Podsumowując: Przy jakże długo pisanej recenzji 4 wariantów, Tullamore podejść też było kilka. Gdzie podkreślić chciałem iż wersja Single Malt za pierwszym razem wydała mi się wypłaszczona i ostra, wiec postanowiłem dać jej 2 termin poprawkowy, gdzie wypadała o niebo lepiej. Utrwaliło mnie to w przekonaniu iż w świecie degustacyjnym bywają po prostu dni, gdzie mimo obfitej weny trzeba przesunąć badania na inny dzień. Wracając do ostatniej butelki i stosunku jakości do ceny mogę śmiało powiedzieć, że jest ok. Ale pozycja poprzednia zrobiła na mnie większe wrażenie i to wersji 12 letniej  przyznać chcę pierwsze miejsce.


   


środa, 14 grudnia 2022

Tullamore D.E.W porównanie uzbieranej kolekcji cz.1

 Siedząc na urlopie i szukając tematu do wpisu na blogu, dziś odkryłem, że jestem posiadaczem całkiem fajnej kolekcji butelek Irlandzkiej whiskey (czytaj dalej whisky) Tullamore D.E.W.. Nie powiem, wcześniej miałem lekką blokadę przed opisywaniem Irlandczyków, bo z reguły są to propozycje z bardzo dobrą pijalnością lecz jeśli chodzi o różnorodność smaków wypadają raczej skromnie.

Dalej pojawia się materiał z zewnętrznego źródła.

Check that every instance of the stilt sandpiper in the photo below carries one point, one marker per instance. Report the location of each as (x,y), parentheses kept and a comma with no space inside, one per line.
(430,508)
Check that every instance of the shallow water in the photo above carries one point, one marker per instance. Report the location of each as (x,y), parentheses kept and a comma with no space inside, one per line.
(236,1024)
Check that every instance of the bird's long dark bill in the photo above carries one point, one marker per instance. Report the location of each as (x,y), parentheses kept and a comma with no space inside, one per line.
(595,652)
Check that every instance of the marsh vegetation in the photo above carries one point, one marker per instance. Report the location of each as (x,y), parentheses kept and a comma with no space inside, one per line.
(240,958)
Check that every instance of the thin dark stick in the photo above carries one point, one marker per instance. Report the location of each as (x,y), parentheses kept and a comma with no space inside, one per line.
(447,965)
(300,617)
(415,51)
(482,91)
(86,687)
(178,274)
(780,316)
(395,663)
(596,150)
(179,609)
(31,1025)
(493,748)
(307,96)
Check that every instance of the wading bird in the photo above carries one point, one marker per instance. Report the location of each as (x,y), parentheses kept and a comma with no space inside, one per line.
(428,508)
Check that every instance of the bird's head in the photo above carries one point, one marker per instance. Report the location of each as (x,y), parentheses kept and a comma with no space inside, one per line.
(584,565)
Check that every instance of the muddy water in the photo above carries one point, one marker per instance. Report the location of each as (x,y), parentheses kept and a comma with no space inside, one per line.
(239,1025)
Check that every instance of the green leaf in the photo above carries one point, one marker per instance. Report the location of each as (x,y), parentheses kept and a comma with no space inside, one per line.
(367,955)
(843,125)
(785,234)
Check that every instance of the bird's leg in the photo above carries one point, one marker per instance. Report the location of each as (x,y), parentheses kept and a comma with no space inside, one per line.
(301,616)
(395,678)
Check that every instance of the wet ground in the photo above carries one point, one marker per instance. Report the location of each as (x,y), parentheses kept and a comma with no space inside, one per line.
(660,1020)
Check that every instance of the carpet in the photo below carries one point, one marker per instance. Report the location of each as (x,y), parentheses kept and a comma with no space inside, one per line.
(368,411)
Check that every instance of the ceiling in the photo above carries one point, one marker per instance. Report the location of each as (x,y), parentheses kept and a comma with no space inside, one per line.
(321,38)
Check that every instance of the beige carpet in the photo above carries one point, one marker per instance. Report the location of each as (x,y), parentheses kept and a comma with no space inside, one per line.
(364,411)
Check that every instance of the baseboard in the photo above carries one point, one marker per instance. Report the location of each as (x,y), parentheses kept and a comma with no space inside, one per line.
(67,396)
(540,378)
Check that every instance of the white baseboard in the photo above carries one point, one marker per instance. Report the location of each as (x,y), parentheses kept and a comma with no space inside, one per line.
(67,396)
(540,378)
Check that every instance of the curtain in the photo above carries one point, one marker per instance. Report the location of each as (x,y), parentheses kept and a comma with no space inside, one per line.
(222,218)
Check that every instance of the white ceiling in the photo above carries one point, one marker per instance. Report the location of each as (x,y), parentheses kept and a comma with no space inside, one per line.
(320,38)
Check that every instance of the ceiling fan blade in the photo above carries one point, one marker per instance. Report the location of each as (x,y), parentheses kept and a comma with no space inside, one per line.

Dziś sprawdzę czy bazując na podstawowym wypuście Tullamore D.E.W warto pochylić się nad wersjami droższymi (wersja 12 letnia oraz wersja Single malt) bądź raczej udać się w strone liquer'ów na bazie whiskey ze stajni Tullamore.




Pragnę dodać iż porównania cenowe aby zachowały swój wydźwięk i pozostały ponad czasowe należy traktować jako proporcje między kwotami. Wiadomo czasy są różne, ceny za alkohol się zmieniają i zazwyczaj rosną czy to z racji inflacji tudzież popytu na poszczególne wypusty. Chociaż niedawno zauważyłem zbyt dużą wycenę  za "Lagę 16" na moim lokalnym rynku w kwocie 400 zł za 0,7L, na półce stały 2 sztuki i stanąłem przed dylematem czy ten pik do góry wiąże się z większym popytem niż moce produkcyjne destylarni, które opisałem tutaj, być może cena przed świętami i remanentami trochę zostanie poddana korekcie, bo wiadomo kiedy Lagavulin w barku się kończy raczej należy go odkupić prędzej czy później. Finalnie wycena "Lagi" została poprawiona do 260 zł i automatycznie jedna butelka z półki sklepowej zniknęła i pojawiła się u mnie na zapasie ;) 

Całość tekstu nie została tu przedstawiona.